Тут к людоеду возвращается былой аппетит. Он быстро надевает ботинки, куртку, хватает доктора и проглатывает его одним махом.
У всех есть подружки. А у меня есть врагиня. Её зовут Вирджиния. Мы знакомы ещё с детского сада. Но раньше её словно не было. Теперь всё иначе. Я думаю о ней постоянно. Даже ночью, когда сплю.
Я её ненавижу. Она уродливая, просто безобразная, как из фильма ужасов. У неё светлые кудрявые волосы и большие голубые глаза, глаза цвета жидкости, которую наливают в унитаз.
Каждый день я пишу ей записки. Не ласковые слова, а грубые, например: «Неуклюжая супница, оставайся в своём буфете». Или: «Грязный слизняк, хватит ползать по моему салату». Она отвечает мне на почтовой бумаге зеленого, как шпинат, цвета, спрыснутой жавелевой водой и с нарисованными скелетами.
Когда мы строимся парами, я встаю за ней, чтобы ставить ей подножки на лестнице. А она по три раза оборачивается и щиплет меня за ноги. Больно, кстати.
Это первая в моей жизни девочка, которую я так ненавижу. Я буду ненавидеть её всегда, уверен, даже через десять лет, когда вырасту. Интересно, а тогда она ещё будет думать обо мне? В прошлый четверг она подралась с Фредериком. Перед всеми схватила его за нос и потянула с криком: «Я тебя ненавижу! Я тебя ненавижу!»
Я чуть не умер от ревности, но сделал вид, что ничего не слышал. Иначе она бы обрадовалась. Из мести я не обращал на неё никакого внимания, когда мы вошли в класс. Я даже ей улыбнулся — пускай думает, что я её больше не ненавижу. На уроке математики я отправил записочку Рашель, девчонке, которая сидит с ней за одной партой. Я написал: «Рашель поела вермишель, потом поела вшей, теперь поест мышей». Я специально промахнулся, чтобы записка упала на стол Вирджинии. Она побледнела.
После урока она за мной побежала. Я тоже бежал, но она меня всё-таки догнала и вонзила ногти прямо мне в руку. Я не защищался. Она чуть не умерла от ревности и прокричала прямо мне в ухо:
— Давай, скажи мне, что ты меня ненавидишь! Скажи!

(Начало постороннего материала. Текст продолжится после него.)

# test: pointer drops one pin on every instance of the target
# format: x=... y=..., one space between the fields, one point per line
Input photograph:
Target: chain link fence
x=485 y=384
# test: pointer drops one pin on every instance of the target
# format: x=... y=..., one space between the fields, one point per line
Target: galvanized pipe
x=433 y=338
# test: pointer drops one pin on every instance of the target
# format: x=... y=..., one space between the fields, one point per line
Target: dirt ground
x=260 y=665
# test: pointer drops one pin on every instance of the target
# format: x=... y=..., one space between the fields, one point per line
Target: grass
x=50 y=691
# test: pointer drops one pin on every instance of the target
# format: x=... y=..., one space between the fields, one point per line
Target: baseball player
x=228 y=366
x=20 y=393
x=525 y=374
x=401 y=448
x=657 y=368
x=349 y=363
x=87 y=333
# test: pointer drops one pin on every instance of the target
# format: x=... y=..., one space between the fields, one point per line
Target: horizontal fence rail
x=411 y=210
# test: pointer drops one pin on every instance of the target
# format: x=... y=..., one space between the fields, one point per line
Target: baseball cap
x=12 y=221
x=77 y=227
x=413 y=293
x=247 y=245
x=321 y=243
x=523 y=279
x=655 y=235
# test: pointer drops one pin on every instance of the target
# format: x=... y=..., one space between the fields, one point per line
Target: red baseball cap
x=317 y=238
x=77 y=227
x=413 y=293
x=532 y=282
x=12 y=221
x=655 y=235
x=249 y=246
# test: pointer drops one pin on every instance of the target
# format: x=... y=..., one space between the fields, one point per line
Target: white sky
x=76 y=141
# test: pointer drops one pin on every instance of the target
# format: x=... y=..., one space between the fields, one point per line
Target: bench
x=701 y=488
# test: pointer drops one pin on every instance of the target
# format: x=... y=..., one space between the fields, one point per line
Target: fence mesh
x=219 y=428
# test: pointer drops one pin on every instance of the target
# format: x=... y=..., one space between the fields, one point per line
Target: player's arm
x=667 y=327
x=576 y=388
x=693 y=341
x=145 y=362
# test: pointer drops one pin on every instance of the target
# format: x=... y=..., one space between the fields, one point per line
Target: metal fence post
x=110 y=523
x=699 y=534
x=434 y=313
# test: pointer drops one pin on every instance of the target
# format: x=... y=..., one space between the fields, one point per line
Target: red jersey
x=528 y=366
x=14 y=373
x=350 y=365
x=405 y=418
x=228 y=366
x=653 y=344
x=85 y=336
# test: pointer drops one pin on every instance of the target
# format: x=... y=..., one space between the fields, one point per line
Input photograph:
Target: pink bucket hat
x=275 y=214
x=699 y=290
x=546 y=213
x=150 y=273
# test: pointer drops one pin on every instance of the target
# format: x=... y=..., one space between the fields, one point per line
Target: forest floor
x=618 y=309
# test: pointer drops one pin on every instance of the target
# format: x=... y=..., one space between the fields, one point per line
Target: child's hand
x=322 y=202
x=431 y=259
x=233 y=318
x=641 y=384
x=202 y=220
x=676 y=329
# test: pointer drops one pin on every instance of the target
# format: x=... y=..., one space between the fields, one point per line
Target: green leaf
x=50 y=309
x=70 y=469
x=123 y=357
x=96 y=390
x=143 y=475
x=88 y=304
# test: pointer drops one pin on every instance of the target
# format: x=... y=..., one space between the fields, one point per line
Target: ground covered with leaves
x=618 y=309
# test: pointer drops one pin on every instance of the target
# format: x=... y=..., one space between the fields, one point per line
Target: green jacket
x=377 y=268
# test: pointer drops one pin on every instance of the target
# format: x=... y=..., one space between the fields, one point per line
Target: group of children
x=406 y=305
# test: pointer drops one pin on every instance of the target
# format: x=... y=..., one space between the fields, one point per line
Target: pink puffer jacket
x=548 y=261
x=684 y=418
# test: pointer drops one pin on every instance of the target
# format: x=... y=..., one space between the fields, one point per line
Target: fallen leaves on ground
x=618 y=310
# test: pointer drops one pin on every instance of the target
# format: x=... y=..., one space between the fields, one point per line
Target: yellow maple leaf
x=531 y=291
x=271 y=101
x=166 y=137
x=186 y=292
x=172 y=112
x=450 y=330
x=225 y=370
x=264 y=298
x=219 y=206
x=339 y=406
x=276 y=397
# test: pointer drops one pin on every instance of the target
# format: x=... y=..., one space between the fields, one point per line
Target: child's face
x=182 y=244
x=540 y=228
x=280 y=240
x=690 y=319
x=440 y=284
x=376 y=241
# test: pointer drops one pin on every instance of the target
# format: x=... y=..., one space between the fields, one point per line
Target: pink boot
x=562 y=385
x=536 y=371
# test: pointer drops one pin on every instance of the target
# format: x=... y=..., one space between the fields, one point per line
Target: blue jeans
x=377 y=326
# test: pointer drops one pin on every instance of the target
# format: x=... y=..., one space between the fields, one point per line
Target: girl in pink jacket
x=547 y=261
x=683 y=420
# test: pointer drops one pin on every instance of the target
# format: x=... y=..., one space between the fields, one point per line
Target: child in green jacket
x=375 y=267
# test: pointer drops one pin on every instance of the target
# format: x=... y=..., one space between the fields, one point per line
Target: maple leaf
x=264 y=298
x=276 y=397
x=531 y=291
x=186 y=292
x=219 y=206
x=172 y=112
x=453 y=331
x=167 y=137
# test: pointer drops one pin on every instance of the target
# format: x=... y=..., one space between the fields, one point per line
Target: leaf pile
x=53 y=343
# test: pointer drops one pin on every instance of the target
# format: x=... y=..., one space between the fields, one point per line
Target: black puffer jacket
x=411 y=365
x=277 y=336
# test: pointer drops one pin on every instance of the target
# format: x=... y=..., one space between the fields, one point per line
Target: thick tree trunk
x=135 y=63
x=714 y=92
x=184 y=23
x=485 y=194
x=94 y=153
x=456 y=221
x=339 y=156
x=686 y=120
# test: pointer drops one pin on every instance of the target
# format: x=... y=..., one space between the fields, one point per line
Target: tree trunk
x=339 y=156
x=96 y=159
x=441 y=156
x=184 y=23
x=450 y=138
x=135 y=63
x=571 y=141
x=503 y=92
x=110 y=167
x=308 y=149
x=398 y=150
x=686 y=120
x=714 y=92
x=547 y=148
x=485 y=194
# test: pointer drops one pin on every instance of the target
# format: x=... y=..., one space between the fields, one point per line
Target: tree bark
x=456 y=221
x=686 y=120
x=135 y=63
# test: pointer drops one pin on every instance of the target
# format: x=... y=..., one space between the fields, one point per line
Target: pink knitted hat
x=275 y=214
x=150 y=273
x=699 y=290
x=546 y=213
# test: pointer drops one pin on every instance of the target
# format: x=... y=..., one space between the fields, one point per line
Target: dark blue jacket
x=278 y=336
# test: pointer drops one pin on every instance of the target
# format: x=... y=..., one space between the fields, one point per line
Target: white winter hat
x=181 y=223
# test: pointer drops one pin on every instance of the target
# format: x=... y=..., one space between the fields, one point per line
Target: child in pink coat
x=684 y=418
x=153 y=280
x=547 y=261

И тут я заорал ещё громче, чем она:
— Нет! Я никогда тебя не ненавидел! Наоборот, я тебя люблю! Люблю!
Она не ответила. Отвернулась. Я увидел, что она заплакала. И тогда я дал ей пинка. Чтобы успокоить.
Они говорят, что я написал в кровать. Но это неправда. Кровать — чтобы спать. Она действительно мокрая, но я туда не писал.